Ocaso de un truhan

El estereotipo del latin lover sirvió de justificación cultural: un modo de exhibir como encanto personal lo que actualmente se percibe como un desequilibrio de autoridad. Bajo ese sello Julio Iglesias construyó el dominio melódico más firme del pasado hispano: un sistema de atracción colectiva que transformó a un guardameta de balompié fallido en un anhelo universal cuyos temas se escuchaban en todo vehículo o local nocturno del planeta. Su escalada resultó ser una maniobra de diseño mercantil promovida por su representante. Gracias al apoyo del sector y de importantes firmas de comunicación, se le diseñó un perfil personalizado donde convergían la estampa del seductor pícaro y una elaboración sonora sumamente detallada. De esta manera se convirtió a un intérprete de registro “pequeña” —según sus propias palabras— en un emblema mundial: el del galán incansable, nutrido mediante anécdotas ligeras. Incluso su ascendencia materna sefardí se integraba en el relato: “Soy judío de la cintura para arriba; de la cintura para abajo soy internacional”.

El número mítico de las “tres mil mujeres” constituía un recurso de branding: una exageración celebrada que reforzaba su posición de varón dominante. ¿Qué imagen transmitía a la sociedad, entre anhelos, aquel individuo de sonrisa reluciente, tez morena y calzado sin medias para que el criterio común se detuviera, al mostrarse con un comportamiento “sobona” en televisión? Un representante distinto cuenta que, en una ocasión en Santo Domingo, le dio un beso en los labios a una mujer tras haberle cocinado un pescado excelente, a modo de gratitud por “cuidarlo”.
Exempleadas denuncian un régimen de coacción en villas de lujo
Las acusaciones presentadas ante la Fiscalía no evocan una historia de amor, sino una situación de semiesclavitud sexual. Los relatos de antiguas empleadas —mujeres de corta edad, humildes y desprotegidas— detallan un sistema opresivo en mansiones exclusivas, muy lejos del brillo de las revistas.

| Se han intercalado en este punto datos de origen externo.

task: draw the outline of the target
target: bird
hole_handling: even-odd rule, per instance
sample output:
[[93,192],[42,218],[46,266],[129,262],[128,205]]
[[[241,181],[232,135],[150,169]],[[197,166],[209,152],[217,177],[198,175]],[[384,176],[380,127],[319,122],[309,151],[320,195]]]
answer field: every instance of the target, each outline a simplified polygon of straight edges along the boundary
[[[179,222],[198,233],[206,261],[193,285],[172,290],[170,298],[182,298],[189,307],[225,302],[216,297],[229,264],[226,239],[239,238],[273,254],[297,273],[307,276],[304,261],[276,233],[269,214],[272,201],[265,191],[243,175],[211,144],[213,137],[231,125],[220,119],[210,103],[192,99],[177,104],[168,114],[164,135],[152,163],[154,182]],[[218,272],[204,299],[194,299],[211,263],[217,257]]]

¿Cuál ha sido la respuesta política? Resulta previsible que Ayuso se integre en el grupo que aviva las batallas culturales. Proteger a la figura mencionando a Irán constituye una maniobra absurda: la táctica de quien, ante un referente nacional cuestionado, desvía la atención del perjuicio para transformarlo en herramienta política. Su vehemencia choca con la prudencia de Feijóo, el cual —aun manteniendo un vínculo personal con el artista— admite la importancia del asunto y solicita una indagación. El “me va, me va” tal vez no representó una oda a la alegría, sino más bien el trasfondo musical —o el rastro sombrío— de una época en la que los excesos se ocultaban tras la apariencia de seducción latina.